Performance & precision¶

Native-precision convolution¶

The convolution runs in the native precision of the input data, chosen automatically from the FITS BITPIX:

BITPIX = -32 (float32, the common radio-astronomy case) — transformed in f32, about half the memory traffic and compute of a double-precision transform.
BITPIX = -64 (float64) — transformed in f64, so no precision is lost.

No flags are needed. The Python convolve_rs.smooth() likewise accepts float32 or float64 arrays and returns the same dtype it was given. Earlier releases always computed in f64 (and read everything as f32), so float32 data now convolves roughly 1.5× faster, while genuine float64 cubes are honoured exactly instead of being truncated to f32 on read.

Cube streaming pipeline¶

Cubes are processed channel-by-channel through a bounded streaming pipeline rather than materialising the whole cube in memory:

rayon convolves planes in parallel across all CPU cores.
A single writer thread streams finished planes to disk, because cfitsio is not thread-safe.
A bounded channel between them overlaps convolution with disk I/O and caps peak memory to the in-flight planes, not the whole output cube.

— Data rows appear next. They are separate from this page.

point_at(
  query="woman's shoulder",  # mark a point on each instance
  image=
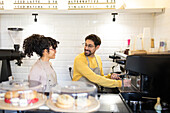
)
(37, 66)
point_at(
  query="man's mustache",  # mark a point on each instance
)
(87, 50)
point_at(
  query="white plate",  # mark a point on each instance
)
(95, 104)
(41, 100)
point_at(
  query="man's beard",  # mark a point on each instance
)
(87, 54)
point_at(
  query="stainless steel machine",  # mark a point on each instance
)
(150, 76)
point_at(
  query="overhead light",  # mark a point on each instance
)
(35, 14)
(114, 18)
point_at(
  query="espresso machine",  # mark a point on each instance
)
(7, 55)
(150, 77)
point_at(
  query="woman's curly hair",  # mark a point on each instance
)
(38, 43)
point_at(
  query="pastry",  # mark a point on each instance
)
(65, 101)
(21, 98)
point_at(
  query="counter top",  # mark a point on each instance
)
(108, 103)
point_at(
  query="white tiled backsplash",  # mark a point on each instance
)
(71, 31)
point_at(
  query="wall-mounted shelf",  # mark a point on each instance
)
(88, 11)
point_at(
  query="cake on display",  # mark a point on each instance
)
(21, 95)
(73, 97)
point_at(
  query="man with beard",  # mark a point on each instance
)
(88, 65)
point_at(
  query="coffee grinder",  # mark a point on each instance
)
(6, 55)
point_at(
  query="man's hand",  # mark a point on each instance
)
(115, 76)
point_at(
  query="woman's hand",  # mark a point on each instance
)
(115, 76)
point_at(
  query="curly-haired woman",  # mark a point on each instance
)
(42, 70)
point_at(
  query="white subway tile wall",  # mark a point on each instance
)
(71, 31)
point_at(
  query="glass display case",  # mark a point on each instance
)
(21, 95)
(73, 97)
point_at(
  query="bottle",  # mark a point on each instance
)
(127, 48)
(158, 106)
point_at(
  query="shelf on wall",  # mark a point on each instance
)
(83, 11)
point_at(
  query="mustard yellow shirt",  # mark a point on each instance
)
(81, 69)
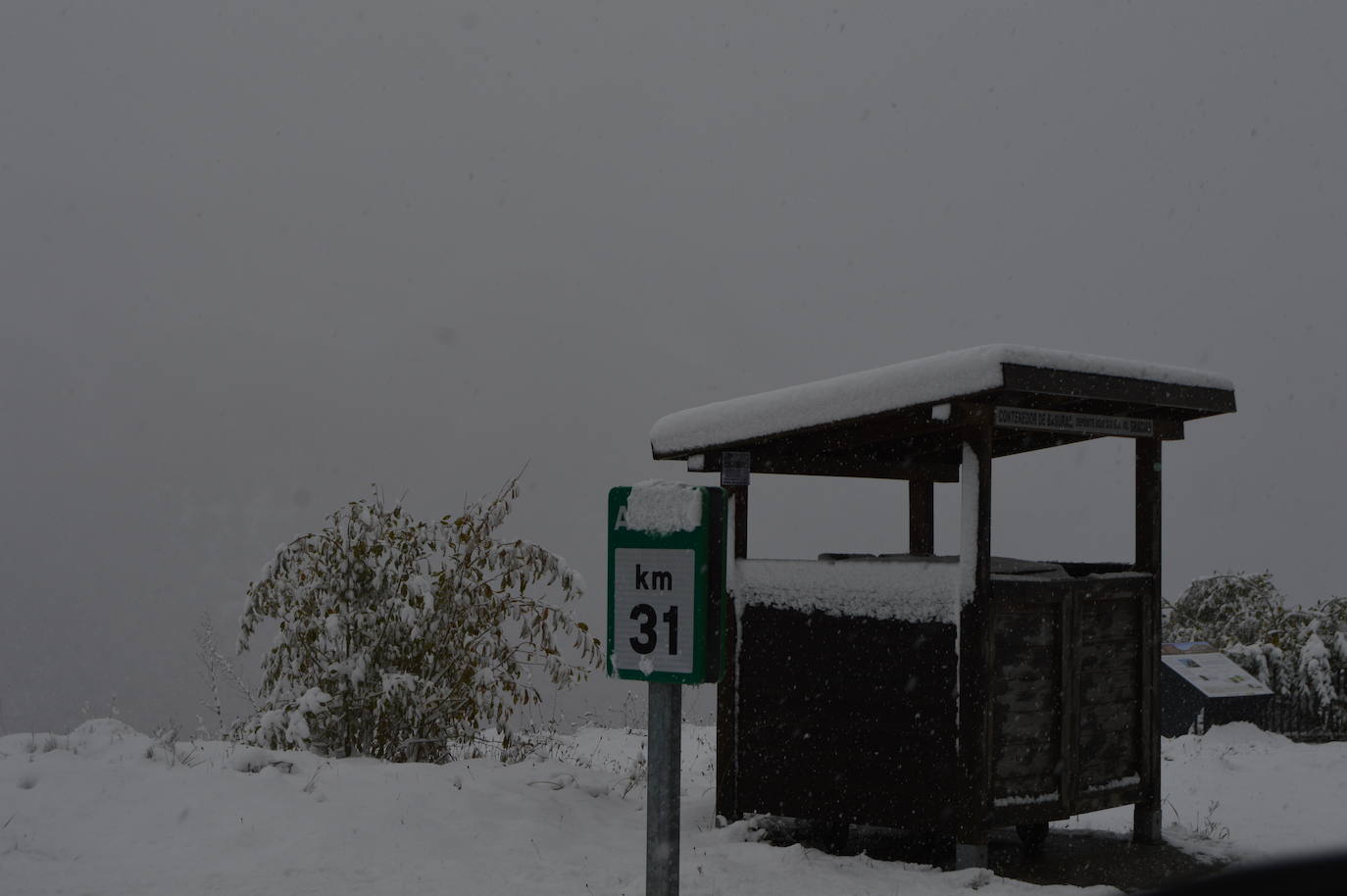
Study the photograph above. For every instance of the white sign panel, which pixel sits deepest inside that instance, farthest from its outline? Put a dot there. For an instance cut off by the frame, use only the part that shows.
(1216, 675)
(654, 604)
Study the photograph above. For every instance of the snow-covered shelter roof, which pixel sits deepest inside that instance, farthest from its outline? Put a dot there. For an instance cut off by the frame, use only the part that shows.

The FFT plans depend only on the image dimensions, so they are built once per cube and shared across every channel instead of being re-planned per channel.

For large cubes the bottleneck is usually FITS I/O (the single writer thread) rather than FFT compute — worth keeping in mind when reasoning about wall-clock.

Profiling and benchmarks¶

Two committed tools measure this (neither is part of the published package):

End-to-end throughput on a synthetic cube:

scripts/profile_cube.sh 2048 2048 64 float32 total   # NX NY NCHAN DTYPE MODE

Microbenchmarks of the convolution itself (image size × precision × clean vs NaN-masked), via criterion:

cargo bench

Indicative single-convolution times (one plane, single-threaded; hardware- and sample-count-dependent — treat as ballpark):

Image	f32 (clean)	f64 (clean)	f32 speedup
512²	4.6 ms	7.0 ms	~1.5×
1024²	22.8 ms	37.2 ms	~1.6×
2048²	126 ms	191 ms	~1.5×
4096²	609 ms	898 ms	~1.5×

The NaN-masked path costs roughly 1.6–1.9× the clean path, because it runs a second FFT pair to propagate the blanking mask.

Why there is no GPU acceleration¶

An FFT runs faster on a GPU in a microbenchmark, but that does not speed up a real cube. The work is dominated by FITS I/O: reading planes from disk and writing them back, not the FFT. The FFT is a small share of the total time, and a smaller share the larger the images get. Running it on a GPU also means copying every plane over PCIe, so the end-to-end time barely moves.

The package is therefore CPU-only, with no CUDA toolkit to match or drivers to manage, and it installs the same way everywhere (including Apple Silicon). A GPU backend would only pay off for work that is actually FFT-bound, such as keeping data on the GPU across many operations. Use the profiling tools above to see where the time goes for your data.